А учиться… Большой охоты у него тоже нет, но он все-таки окончит десятилетку, не будет больше сидеть по два года в классе, докажет всем, что воля у него есть. Все в восьмой пойдут - и Ланька, и Максим, и Алка, - а он что, хуже других, без головы разве вовсе?
- Никакой у меня зазнобы нет, - отрезал Тихон. - Просто не хочу быть ни плотником, ни столяром.
- Что?! - вовсе опешил отец. - Что ты сказал?
- То и сказал: не хочу и не буду!
- В белоручки поманило? Прорабом, небось, надумал стать? Будешь нам, плотникам, пальчиком указывать, где топором ударить, где фуганком пройтись? - еле сдерживая себя, издевательски спросил Спиридон.
- Прорабом становиться не собираюсь, пальцами указывать никому не буду. Кончу десятилетку и пойду… - Тихон на секунду замялся, ибо до этого совсем не думал, какую выберет себе специальность. Теперь уж раздумывать было некогда, и он бухнул первое, что пришло на ум: - Пойду в колхоз трактористом.
Эту обиду спокойно принять Спиря уже никак не мог. Он с маху всадил топор в бревно, рванул сына за ворот.
- Мерзавец! Да я тебя…
- Не испугаете! - Тихон схватил отца за руки. - Теперь уж я не мальчишка.
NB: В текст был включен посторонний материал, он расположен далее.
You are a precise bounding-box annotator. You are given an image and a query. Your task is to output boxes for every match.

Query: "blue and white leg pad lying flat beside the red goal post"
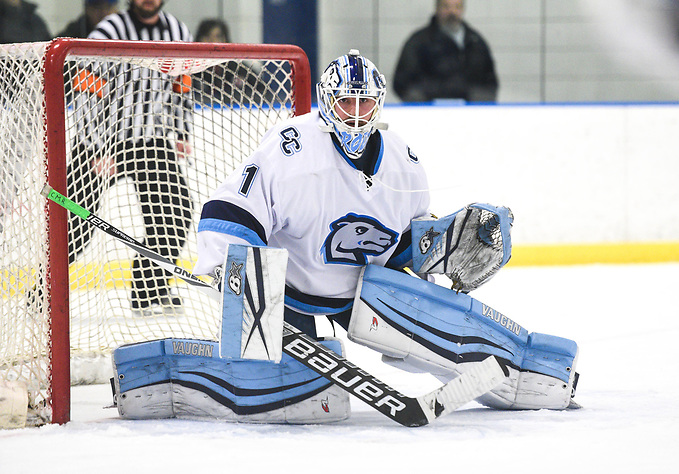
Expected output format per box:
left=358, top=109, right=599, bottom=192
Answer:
left=113, top=338, right=351, bottom=424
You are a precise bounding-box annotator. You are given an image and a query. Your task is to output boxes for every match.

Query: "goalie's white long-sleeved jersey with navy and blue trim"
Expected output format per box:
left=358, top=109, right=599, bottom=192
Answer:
left=195, top=113, right=429, bottom=314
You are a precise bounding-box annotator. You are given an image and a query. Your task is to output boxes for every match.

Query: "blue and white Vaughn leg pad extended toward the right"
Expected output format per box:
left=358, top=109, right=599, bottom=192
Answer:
left=348, top=265, right=578, bottom=409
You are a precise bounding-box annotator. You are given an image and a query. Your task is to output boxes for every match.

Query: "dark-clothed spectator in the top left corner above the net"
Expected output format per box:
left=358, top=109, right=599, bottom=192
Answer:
left=0, top=0, right=52, bottom=43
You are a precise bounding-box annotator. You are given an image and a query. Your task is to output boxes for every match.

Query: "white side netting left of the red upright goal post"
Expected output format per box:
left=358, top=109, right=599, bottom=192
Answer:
left=0, top=44, right=50, bottom=423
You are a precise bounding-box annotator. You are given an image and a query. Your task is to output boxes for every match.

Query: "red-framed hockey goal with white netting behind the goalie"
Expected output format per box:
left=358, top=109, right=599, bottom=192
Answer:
left=0, top=39, right=310, bottom=425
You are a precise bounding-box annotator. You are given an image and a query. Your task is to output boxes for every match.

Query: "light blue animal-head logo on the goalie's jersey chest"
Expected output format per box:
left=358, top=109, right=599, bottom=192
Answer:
left=321, top=213, right=398, bottom=265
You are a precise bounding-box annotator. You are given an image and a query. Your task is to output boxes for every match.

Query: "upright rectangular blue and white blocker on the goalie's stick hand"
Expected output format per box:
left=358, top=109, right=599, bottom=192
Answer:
left=219, top=244, right=288, bottom=362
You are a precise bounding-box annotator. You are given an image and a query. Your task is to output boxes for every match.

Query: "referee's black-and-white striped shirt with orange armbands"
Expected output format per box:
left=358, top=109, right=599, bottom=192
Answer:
left=75, top=11, right=193, bottom=148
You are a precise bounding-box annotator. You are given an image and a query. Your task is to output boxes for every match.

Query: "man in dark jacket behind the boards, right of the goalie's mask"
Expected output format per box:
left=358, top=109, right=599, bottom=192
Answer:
left=394, top=0, right=498, bottom=102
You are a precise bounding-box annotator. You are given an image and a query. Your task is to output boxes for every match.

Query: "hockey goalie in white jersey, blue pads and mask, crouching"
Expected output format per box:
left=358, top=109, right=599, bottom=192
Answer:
left=114, top=50, right=578, bottom=423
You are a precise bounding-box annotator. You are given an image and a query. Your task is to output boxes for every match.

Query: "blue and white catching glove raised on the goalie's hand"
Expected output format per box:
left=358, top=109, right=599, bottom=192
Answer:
left=412, top=203, right=514, bottom=293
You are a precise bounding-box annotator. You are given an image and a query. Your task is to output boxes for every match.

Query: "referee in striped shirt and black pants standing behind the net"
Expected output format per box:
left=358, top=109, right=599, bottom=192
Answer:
left=68, top=0, right=193, bottom=316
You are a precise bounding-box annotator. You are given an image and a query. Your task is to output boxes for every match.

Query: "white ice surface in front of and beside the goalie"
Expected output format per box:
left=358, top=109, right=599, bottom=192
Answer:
left=0, top=263, right=679, bottom=474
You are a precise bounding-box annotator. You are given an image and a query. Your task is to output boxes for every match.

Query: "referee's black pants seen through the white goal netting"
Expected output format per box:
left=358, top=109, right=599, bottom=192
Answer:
left=67, top=139, right=193, bottom=309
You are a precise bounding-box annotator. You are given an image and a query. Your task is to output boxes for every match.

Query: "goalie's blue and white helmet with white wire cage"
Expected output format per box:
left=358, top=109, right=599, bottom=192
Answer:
left=316, top=49, right=387, bottom=159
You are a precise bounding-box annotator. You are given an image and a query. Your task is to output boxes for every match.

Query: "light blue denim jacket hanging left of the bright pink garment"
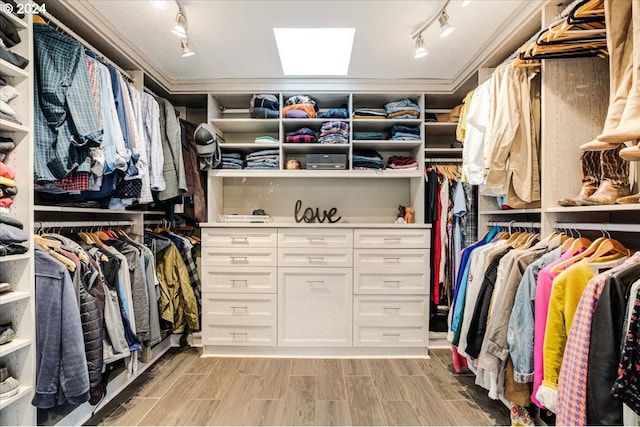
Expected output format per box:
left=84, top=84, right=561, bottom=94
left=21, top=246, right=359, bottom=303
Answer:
left=507, top=248, right=562, bottom=383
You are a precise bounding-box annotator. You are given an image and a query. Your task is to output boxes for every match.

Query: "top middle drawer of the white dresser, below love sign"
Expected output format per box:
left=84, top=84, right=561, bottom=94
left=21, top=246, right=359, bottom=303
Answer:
left=278, top=229, right=353, bottom=248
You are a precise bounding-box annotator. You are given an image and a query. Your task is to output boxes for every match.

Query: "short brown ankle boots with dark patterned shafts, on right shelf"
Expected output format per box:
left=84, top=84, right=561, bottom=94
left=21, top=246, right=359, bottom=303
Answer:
left=558, top=144, right=638, bottom=206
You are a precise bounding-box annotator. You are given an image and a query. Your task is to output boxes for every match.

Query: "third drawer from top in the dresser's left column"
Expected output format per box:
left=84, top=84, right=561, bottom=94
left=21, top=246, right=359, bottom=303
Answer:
left=202, top=265, right=278, bottom=293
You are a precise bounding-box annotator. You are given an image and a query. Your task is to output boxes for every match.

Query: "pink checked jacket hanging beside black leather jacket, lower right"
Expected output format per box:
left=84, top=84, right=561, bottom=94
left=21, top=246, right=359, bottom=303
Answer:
left=556, top=252, right=640, bottom=426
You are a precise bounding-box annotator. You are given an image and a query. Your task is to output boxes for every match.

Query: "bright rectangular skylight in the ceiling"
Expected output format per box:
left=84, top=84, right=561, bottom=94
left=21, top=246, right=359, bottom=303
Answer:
left=273, top=28, right=356, bottom=76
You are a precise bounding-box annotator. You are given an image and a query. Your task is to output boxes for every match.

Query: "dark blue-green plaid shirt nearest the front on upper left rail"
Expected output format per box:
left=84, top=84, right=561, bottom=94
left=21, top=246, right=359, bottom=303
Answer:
left=33, top=24, right=102, bottom=181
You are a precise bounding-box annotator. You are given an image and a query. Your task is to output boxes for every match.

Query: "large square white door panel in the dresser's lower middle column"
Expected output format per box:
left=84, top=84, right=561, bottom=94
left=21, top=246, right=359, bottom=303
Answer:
left=278, top=268, right=353, bottom=347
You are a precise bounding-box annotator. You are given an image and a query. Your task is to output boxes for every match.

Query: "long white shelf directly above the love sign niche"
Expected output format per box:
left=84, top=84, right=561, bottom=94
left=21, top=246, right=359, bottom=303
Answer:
left=210, top=169, right=422, bottom=179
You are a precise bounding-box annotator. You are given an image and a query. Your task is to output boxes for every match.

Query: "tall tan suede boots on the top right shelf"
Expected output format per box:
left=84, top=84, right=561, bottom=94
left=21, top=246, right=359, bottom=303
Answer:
left=580, top=0, right=640, bottom=161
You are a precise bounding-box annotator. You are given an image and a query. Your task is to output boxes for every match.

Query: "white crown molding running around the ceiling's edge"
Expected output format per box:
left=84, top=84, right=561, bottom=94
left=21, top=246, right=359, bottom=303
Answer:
left=47, top=0, right=548, bottom=95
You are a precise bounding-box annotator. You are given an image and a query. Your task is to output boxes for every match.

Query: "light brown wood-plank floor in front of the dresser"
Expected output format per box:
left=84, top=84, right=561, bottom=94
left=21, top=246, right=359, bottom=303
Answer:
left=87, top=348, right=510, bottom=426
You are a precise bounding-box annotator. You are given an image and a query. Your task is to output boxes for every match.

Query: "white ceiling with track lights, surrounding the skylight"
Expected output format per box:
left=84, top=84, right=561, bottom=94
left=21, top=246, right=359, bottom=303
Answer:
left=82, top=0, right=531, bottom=87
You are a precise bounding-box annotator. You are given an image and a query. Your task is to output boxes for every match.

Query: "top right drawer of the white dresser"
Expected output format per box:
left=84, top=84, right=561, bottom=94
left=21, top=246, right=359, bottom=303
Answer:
left=353, top=228, right=431, bottom=248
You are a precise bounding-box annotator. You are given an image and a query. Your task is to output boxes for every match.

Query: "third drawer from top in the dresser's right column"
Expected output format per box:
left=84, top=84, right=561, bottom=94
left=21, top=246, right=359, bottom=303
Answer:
left=353, top=266, right=429, bottom=294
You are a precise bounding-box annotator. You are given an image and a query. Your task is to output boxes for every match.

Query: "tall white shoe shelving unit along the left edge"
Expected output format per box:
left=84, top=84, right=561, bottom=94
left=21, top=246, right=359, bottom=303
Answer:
left=0, top=12, right=36, bottom=425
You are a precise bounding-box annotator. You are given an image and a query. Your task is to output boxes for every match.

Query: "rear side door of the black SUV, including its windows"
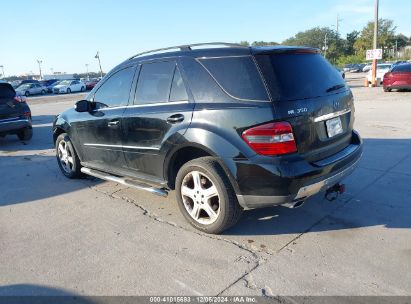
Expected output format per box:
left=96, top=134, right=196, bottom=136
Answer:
left=123, top=60, right=194, bottom=180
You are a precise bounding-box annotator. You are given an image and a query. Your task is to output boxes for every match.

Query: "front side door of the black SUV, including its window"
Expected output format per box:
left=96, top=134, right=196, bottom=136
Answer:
left=73, top=66, right=135, bottom=172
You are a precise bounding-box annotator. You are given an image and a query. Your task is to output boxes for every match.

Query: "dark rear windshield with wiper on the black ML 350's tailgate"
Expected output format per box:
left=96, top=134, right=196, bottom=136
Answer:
left=256, top=53, right=346, bottom=100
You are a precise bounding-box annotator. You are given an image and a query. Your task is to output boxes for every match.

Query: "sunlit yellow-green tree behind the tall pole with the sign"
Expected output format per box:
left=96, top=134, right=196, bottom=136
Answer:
left=354, top=19, right=397, bottom=57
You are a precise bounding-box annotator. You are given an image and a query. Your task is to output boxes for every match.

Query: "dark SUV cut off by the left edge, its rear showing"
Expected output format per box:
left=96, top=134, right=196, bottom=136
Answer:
left=0, top=83, right=33, bottom=140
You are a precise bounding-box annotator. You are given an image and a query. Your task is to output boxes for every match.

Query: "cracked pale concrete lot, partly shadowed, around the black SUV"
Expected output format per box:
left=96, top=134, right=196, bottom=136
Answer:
left=0, top=74, right=411, bottom=296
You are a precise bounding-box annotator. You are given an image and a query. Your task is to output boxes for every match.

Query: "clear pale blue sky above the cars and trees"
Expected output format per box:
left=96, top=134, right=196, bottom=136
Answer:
left=0, top=0, right=411, bottom=76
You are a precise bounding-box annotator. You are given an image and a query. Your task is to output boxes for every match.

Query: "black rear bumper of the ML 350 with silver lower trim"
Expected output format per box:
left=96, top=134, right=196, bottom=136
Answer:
left=232, top=132, right=362, bottom=209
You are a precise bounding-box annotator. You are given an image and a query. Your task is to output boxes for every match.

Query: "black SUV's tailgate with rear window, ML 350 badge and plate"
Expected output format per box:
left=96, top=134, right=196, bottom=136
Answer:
left=255, top=49, right=354, bottom=161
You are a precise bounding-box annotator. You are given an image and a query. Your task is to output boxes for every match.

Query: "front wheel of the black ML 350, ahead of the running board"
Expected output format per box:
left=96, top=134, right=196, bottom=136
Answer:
left=55, top=133, right=83, bottom=178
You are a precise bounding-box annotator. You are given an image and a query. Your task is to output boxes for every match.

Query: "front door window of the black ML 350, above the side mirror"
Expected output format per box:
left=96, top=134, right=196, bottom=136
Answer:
left=94, top=67, right=134, bottom=107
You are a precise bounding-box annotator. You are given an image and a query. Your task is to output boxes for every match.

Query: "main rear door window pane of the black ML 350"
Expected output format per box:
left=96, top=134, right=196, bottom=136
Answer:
left=134, top=61, right=176, bottom=104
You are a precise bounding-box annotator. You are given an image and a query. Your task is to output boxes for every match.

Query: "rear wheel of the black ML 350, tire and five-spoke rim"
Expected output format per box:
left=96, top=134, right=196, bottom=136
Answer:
left=176, top=157, right=243, bottom=234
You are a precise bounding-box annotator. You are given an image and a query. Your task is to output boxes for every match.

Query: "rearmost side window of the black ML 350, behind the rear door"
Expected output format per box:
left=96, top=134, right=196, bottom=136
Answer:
left=200, top=56, right=269, bottom=100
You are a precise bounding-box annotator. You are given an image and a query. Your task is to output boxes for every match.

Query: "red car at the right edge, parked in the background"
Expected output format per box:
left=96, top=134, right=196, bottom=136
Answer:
left=383, top=63, right=411, bottom=92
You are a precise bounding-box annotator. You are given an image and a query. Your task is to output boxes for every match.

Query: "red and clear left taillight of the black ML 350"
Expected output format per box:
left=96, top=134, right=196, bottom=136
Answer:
left=242, top=122, right=297, bottom=155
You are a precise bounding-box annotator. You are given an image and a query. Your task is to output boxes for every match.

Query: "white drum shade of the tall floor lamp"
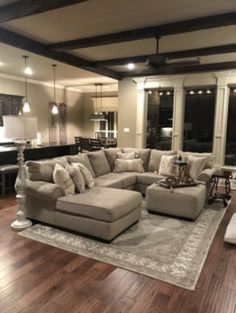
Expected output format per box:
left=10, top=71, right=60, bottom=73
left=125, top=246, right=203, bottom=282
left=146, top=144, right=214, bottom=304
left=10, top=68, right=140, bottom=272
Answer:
left=3, top=115, right=38, bottom=140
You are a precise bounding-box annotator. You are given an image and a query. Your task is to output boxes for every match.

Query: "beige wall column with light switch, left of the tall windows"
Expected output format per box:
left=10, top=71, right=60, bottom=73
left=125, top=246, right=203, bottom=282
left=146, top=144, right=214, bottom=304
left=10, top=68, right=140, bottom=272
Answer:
left=118, top=79, right=137, bottom=147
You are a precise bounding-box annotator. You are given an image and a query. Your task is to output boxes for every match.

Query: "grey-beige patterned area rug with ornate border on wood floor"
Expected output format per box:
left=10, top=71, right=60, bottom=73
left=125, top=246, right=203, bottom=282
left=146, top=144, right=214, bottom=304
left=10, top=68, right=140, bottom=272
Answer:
left=20, top=202, right=230, bottom=290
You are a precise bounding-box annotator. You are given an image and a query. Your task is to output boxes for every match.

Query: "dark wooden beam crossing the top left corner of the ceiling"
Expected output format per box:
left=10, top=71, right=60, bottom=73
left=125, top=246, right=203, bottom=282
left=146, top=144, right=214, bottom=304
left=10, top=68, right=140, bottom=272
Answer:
left=0, top=0, right=88, bottom=23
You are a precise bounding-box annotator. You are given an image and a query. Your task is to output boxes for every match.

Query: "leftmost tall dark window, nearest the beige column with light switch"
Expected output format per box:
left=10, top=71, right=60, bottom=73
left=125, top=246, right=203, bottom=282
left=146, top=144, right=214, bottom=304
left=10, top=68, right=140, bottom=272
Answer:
left=146, top=89, right=173, bottom=150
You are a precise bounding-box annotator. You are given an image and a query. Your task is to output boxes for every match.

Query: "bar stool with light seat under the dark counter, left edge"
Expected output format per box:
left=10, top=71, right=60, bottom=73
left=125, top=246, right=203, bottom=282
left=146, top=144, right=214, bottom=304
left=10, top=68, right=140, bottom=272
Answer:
left=0, top=164, right=19, bottom=197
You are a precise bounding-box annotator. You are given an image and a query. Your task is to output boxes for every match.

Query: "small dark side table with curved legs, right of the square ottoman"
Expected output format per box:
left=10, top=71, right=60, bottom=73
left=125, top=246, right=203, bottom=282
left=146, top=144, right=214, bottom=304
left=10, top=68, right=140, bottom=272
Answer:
left=208, top=170, right=233, bottom=207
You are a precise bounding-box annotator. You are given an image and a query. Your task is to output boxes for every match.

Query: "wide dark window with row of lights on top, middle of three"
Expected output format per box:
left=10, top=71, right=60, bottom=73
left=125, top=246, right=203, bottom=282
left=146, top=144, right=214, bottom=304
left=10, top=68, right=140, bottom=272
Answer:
left=183, top=88, right=216, bottom=152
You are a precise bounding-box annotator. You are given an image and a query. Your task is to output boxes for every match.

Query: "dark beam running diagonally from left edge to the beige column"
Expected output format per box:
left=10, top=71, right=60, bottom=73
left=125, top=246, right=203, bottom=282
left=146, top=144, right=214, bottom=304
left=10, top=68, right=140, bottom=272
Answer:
left=0, top=28, right=121, bottom=80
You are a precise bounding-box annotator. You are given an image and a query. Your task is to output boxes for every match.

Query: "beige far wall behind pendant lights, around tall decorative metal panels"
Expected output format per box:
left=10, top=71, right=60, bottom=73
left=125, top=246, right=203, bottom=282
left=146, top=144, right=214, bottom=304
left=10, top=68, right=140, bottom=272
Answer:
left=0, top=77, right=83, bottom=143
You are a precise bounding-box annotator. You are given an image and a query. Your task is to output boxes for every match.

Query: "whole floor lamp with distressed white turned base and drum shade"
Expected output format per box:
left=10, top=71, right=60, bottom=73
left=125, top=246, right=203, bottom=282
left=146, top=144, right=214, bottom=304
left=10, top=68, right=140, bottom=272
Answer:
left=3, top=115, right=37, bottom=230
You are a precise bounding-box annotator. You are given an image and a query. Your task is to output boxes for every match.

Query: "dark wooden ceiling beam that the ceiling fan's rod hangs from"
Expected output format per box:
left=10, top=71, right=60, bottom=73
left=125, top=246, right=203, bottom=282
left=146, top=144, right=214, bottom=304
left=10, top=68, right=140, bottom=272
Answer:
left=49, top=12, right=236, bottom=51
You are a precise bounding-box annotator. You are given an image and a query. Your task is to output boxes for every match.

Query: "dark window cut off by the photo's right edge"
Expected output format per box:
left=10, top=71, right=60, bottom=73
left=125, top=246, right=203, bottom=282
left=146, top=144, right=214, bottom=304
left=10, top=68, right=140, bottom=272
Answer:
left=225, top=88, right=236, bottom=166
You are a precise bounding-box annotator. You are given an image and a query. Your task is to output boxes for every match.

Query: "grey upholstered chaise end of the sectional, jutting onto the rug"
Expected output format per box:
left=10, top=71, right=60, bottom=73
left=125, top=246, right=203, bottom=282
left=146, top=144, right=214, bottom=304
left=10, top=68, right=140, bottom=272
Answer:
left=54, top=187, right=142, bottom=241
И Спиря впервые по-настоящему понял: сын действительно не мальчик. Он был уже много выше его ростом, шире в плечах и, пожалуй, сильнее. Запястья Спири, сжатые Тихоном, будто обручами стиснуты. Как ни велика была злость, кипевшая в душе отца, у него хватило рассудка пока отступить. Иначе, он чувствовал, дело могло кончиться полным позором: Тишка, пожалуй, мог одолеть его принародно.
- Эх ты, стервец! Самостоятельный мозгляк, - презрительно бросил Спиря в лицо сыну. Высвободился и пошел прочь.
Домой он явился пьяный и, не застав сына (мать посоветовала на время укрыться у приятелей), напустился на жену:
- Ты во всем виновата, ты испотачила его! - орал он. И, наверное, не избил ее только потому, что старуха, прикинувшись больной, не слазила с печи.
С этого дня Спиря стал пить взахлеб. Не успеет протрезвиться - опять уже на ногах не стоит. Плотничать и столярничать он бросил, деньги на пропой добывал мелкими услугами односельчанам: кому ворота поставит, кому свинью заколет. Распродал старые поделки, заготовки, инструмент.
- Раз мерзавцу не нужно, мне тоже ничего не надо!
Тихон домой теперь почти не заглядывал. Днями был в школе, вечера же проводил либо в поле, в лесу, на охоте, либо у товарищей.
Мать, и раньше забитая, теперь вовсе боялась хотя бы в чем-нибудь возразить мужу. Семейную беду она воспринимала как наказание господнее. Сносила покорно, безропотно.
- Бог терпел и нам велел, - говорила она Тихону. - Ничего, сынок, так, видно, предуказано.
Спорить с ней было бесполезно. Она не возражала, но стояла на своем молча. Да и жаль было хотя бы спором обижать мать, всю сжавшуюся, сморщенную. А поправить, изменить что-либо Тихон тоже не мог. Отступить от своего? Бросить школу? Отца все равно не образумишь, а мать примет это как положенное, не обрадуется, не огорчится.
Мать уже давно втайне от мужа и сына ходила к баптистам. Втайне потому, что Спиридон ни в какое царствие божие не верил.